Tiny, fair-skinned, deep brown eyes. He had the same way of frowning when something bothered him, the same stubborn silence. He was Cristian in miniature.

And yet, I hid the truth.

I didn't put the father's name on the certificate.

I didn't tell anyone.

I faked strength when only fear existed.

And every time Miguel looks at me, I see the father he doesn't know.

The father I took from him.

Now, five years later, I'm back.

Back to where it all began.

With my son beside me, holding my hand innocently, unaware of how much his little face can break hearts—especially the heart of the man who was once mine.

I was invited to the auction at Lone Star Ranch. They say it's the biggest in the region. I accepted without thinking much. Maybe on a whim, out of longing. Maybe, deep down, I knew he would be there.

I dressed simply. Jeans, white blouse, hair loose.

Nothing but the truth.

And I went.

As soon as I arrived, I felt everything wash over me at once: The smell of hot earth, the sound of the horses, the dust dancing in the wind, the drawn-out voices, the tall hats, the boots hitting firmly on the gravel ground.

And then… I saw him.

Cristian.

My heart skipped a beat.

Nothing changed. Or rather, it did.

He's more of a man. More firm. Wider shoulders. Harder look.

Time hasn't aged him. It has sculpted him. But the eyes… the eyes no longer had the same sweetness. There was no tenderness. There was no hope. Only coldness. Maybe it was because of the pain of losing his father two years ago, or because of my departure.

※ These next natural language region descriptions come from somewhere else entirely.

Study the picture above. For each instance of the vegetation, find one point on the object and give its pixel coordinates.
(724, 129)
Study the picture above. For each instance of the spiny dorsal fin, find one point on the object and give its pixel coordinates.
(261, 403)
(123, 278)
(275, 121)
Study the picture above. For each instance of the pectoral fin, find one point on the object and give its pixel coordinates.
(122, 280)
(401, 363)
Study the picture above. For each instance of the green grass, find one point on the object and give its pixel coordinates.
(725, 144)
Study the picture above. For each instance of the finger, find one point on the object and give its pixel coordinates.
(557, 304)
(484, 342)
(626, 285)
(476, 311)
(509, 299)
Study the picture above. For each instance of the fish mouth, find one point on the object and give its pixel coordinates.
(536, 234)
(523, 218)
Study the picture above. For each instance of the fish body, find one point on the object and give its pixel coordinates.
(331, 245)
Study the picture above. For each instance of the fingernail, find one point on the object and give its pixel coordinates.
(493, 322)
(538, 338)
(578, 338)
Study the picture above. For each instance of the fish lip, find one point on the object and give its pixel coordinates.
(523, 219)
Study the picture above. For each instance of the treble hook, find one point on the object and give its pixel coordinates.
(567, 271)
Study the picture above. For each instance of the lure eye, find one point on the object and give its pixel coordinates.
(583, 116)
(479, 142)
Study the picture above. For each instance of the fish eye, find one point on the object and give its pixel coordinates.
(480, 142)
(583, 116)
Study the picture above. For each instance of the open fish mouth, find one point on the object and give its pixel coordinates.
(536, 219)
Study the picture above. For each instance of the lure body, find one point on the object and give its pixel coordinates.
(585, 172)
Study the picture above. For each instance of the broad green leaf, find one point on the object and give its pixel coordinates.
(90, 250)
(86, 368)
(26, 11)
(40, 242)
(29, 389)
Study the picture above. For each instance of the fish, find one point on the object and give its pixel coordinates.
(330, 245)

I wanted to run to him. Say everything.

But he looked at me as if I were nothing.

As if the love we had was just a blur in his past. And that hurt.

I held Miguel's hand tighter, trying to stay steady. He didn't even notice. He was playing with his own toy hat, distracted by the horses neighing in the distance.

Later, already at the simple inn where I'm staying with Miguel, I waited for him to fall asleep.

After a warm bath and a badly told story, he passed out.

I picked up my cell phone. I opened the gallery.

I scrolled through the photos until I found that one.

Miguel at two years old, on top of a pony horse, smiling sideways, holding a blade of grass in his mouth, the way his father did.

I touched the screen. A tear fell.

Cristian deserves to know.

Miguel deserves to know.

But… what if he hates me?

What if he looks at me with that same look from today, as if I were just any woman?

As if everything we lived through was worth nothing?

My fingers squeezed the cell phone tightly.

The truth is, I'm scared.

Scared of what I caused.

Scared of not being able to fix it.

Scared that too much time has passed.

Scared that he's right to hate me.

But above all… I'm afraid of Miguel growing up and asking:

"Mom, who is my dad?"

And I don't know what to answer. Or worse… Having to lie. I still love him so much, I never stopped loving him, I never let another man into my life, not for lack of options, but because my heart still belongs to that man who was my first in everything.